As a matter of right, the Florida Constitution provides the ability to appeal many court rulings both criminal and civil, including final judgments of divorce. However, there are certain limitations to an appeal of a divorce judgment. If you fear that you will need to appeal your divorce order or are intending to seek an appeal, it is important to consult with an experienced divorce attorney to understand the specific regulations surrounding your appellate process.
When considering an appeal of your divorce, it is important to determine the grounds behind your appeal, and the form of appeal you wish to take. There are few reasons provided by Florida Law to embrace an action of an appeal. These grounds for an appeal include: newly discovered evidence, fraud, concealment, or inaccurate legal determination. You must provide clear evidence of these grounds and have a sound legal argument outside of your dissatisfaction with a court’s ruling. However, this evidence is limited to what was previously presented in the original trial, you may not introduce any new testimony or evidence.
There are a few common appellate actions you may take in your divorce proceedings. The first is a Notice of Exception to the Report and Recommendation of a General Magistrate. The requirements for this motion include: your case was heard before a General Magistrate rather than a judge; you provide proper grounds for the appeal; and your objection is filed within 10 days of the General Magistrates ruling. The circuit judge will then review the transcript and objection to determine if the recommendation of the General Magistrate is proper under the facts provided and Florida law.
The most common action taken after a divorce is a Motion for Rehearing. This motion is similar to an objection to a recommendation of the General Magistrate, except your case was originally heard by the circuit judge you are seeking review from. The judge may decline to rehear the case, which is likely as they were the individual who handed down the original decision.
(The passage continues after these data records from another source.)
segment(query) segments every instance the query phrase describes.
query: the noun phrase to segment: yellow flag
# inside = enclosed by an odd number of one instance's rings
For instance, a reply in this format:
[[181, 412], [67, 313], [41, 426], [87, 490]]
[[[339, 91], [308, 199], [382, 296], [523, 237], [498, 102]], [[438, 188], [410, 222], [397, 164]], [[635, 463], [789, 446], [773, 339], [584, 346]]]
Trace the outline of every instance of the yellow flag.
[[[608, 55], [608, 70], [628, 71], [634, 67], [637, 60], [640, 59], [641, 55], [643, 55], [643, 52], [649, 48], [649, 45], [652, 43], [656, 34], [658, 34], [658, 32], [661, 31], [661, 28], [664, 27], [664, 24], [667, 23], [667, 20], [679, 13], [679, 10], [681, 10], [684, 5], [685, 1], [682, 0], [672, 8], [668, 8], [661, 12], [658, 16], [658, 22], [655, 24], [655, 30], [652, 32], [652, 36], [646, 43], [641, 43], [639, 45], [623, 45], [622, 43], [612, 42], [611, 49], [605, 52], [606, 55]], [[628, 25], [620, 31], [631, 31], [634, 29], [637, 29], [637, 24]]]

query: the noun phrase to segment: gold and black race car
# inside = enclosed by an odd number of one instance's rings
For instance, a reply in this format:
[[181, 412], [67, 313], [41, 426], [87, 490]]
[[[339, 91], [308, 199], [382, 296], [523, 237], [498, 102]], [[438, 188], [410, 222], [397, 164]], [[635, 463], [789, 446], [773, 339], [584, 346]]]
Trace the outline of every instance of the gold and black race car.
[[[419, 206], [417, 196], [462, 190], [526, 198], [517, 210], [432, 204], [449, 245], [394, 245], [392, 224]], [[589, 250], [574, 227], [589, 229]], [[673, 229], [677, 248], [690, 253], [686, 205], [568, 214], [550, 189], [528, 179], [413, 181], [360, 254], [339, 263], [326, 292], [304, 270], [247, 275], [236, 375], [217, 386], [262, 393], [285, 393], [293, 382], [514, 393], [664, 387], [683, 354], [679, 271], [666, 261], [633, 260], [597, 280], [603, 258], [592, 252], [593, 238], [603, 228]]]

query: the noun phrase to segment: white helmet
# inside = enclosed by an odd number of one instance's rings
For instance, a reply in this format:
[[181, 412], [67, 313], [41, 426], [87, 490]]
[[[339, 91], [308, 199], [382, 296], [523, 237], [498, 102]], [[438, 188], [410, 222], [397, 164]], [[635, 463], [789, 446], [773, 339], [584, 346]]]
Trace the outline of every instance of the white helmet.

However, many choose to file this motion prior to seeking an official appeal.
A formal appeal is heard before the District Court of Appeals. There are five different districts to cover the State of Florida, with each district assigned to cover a number of circuits and counties. This process is extremely time specific and follows certain procedural rules. Your first step is to file a notice of appeal, with the trial court, within 30 days of the order. Even if an hour late, your right to appeal will be lost. This notice will be forwarded by the clerk to the proper District Court of Appeals. You must then direct the clerk to provide a copy of the official record of your case, and direct the court reporter to prepare and provide a copy of the transcript of your trial proceedings within 10 days of your Notice of Appeal. Your attorney will then prepare an initial appellate brief to be served on the court and opposing party, within 70 days of filing the Notice of Appeal. This brief will be the substance of your argument; however, you are not able to provide new evidence or facts, and instead must rely solely on what was argued in your original trial. Opposing counsel will then be permitted to respond with an answer brief and your case may be set for oral arguments before the District Court of Appeals. The appellate court will look for evidence suggesting the trial court failed to determine the correct facts, or incorrectly applied the law to the appropriate facts. The court may determine that the trial court’s ruling was proper, overturn the ruling, or remand the proceedings to the trial court for a new determination consistent with the appellate court’s opinion.
During your divorce action and immediately after, you may consider the possibility of appealing the court order. However, it is imperative you fully understand the procedures and regulations surrounding an appeal of your divorce. Discuss the legal procedure and ramifications of an appeal with your lawyer.